As I walked son number one to school there was a definite nip in the air and a scent of autumn in the breeze, while for some this might herald the onset of raging SAD as they mourn the disappearance of summer (such that it was), the crunch of crisp brown leaves underfoot and the tang of bonfire smoke on the air fills me with a tiny thrill of anticipation.
Autumn has always been my favourite time of year, perhaps because it's my birthday in September, so the arrival of the cool weather and darker nights are forever associated with parties, cake and presents. But more than that my perfect day is clear, crisp and chilly, the sky a searing ice blue, the trees shedding their leaves to spend the winter months in stark, majestic beauty, the grass a vivid emerald green, rather than the parched, dry brown of summer. The evenings draw in and windows glow orange and welcoming with lights turned on, the streetlights haloed with mist as the evening chill takes hold.
I love the festivals of winter, bright lights of celebration to raise our spirits in these dark and cold months.

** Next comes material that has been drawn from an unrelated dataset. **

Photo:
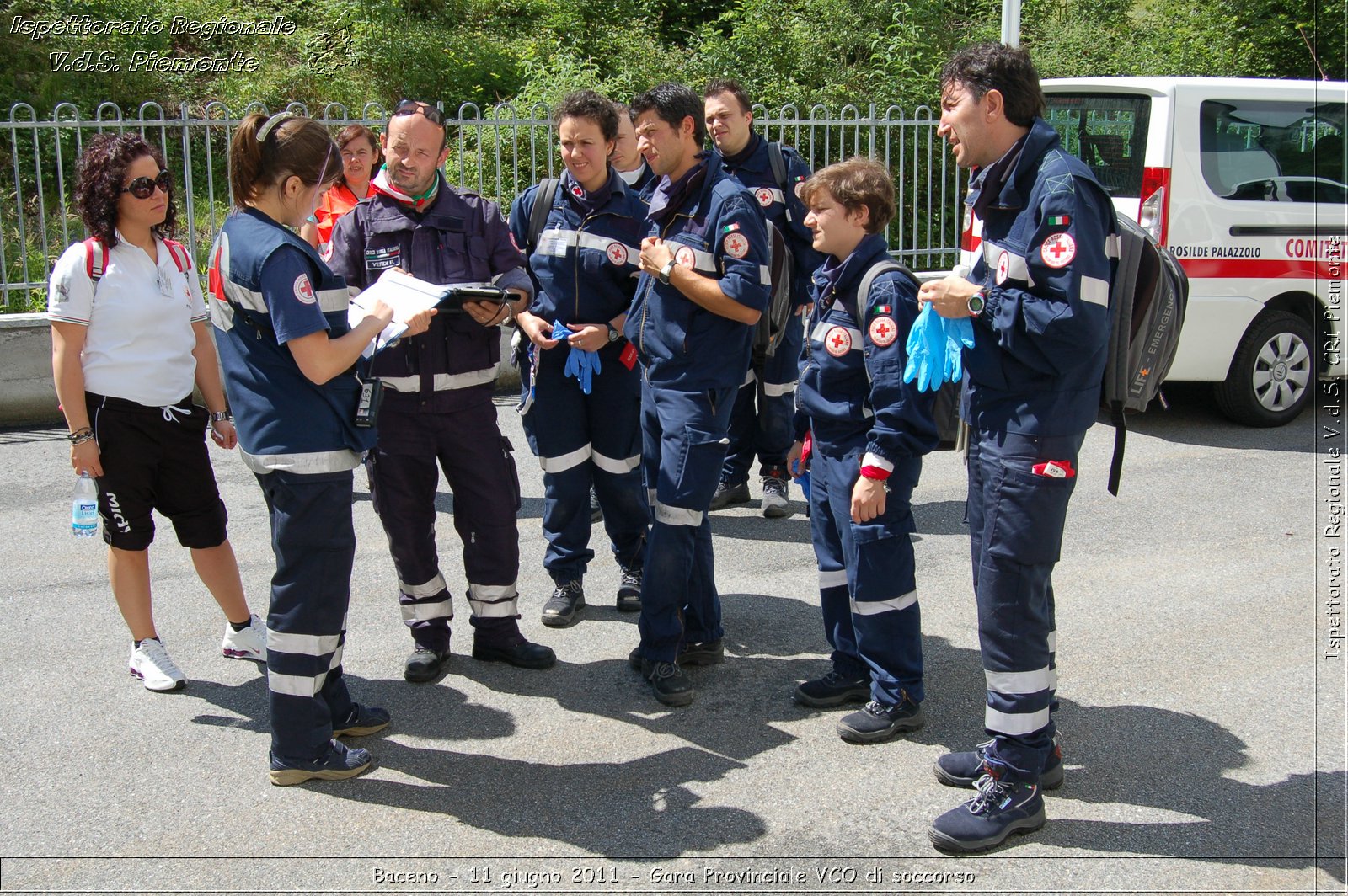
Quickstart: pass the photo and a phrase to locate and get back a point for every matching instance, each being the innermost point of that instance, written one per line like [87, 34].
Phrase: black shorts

Halloween, with its imported pumpkins and trick or treating, and also the birthday of my first ever boy. Children shrieking in the streets and ghouls and goblins knock from door to door in search of sweet treats, jack 'o' lanterns grinning crooked bright grins in dark doorways. Warming suppers of thick soup, crisp baked potatoes with crackling skin splitting to reveal their fluffy contents just begging for an indulgent slick of golden butter. Fireworks glittering in a frosty night sky, exploding into a million jewel bright sparkles on a velvet black background.
The earth rich and wet, dark and fecund, mud squelching underfoot on a rainy day, puddle jumping with the boys, watching as wellies fill with water to their delight, cold feet forgotten in the gratifying spray of water that soaks all around. Searching for conkers in the park, splitting their spikily hostile shells to reveal the satin sheen of their dark brown fruit, a natural gem that takes pride of place amidst the tangle of plastic toys to be found, long forgotten, shrivelled and wizened months later.
The shine of car headlines on a dark road, a city made magical, the mundane masked by darkness leaving a map of fairground lights in its place. Children rushing back to school, uniforms stiff and new, little hands pulling at unfamiliar ties, new friends to make, new lessons to learn. Spring might be the season of rebirth, but autumn to me has always been the season of possiblities.
And of course the real reason that I love autumn so much is because it means next stop Christmas. I know I am meant to come over all grown up and Scrooge like bemoaning commerciality and hard work, but I just love Christmas from hunting for sparkling baubles to filling my house with the warm, spicy fug of boiling puddings. But that I feel merits a whole new post, and unlike the shops I don't want to lay out my festive wares until much nearer to the big day.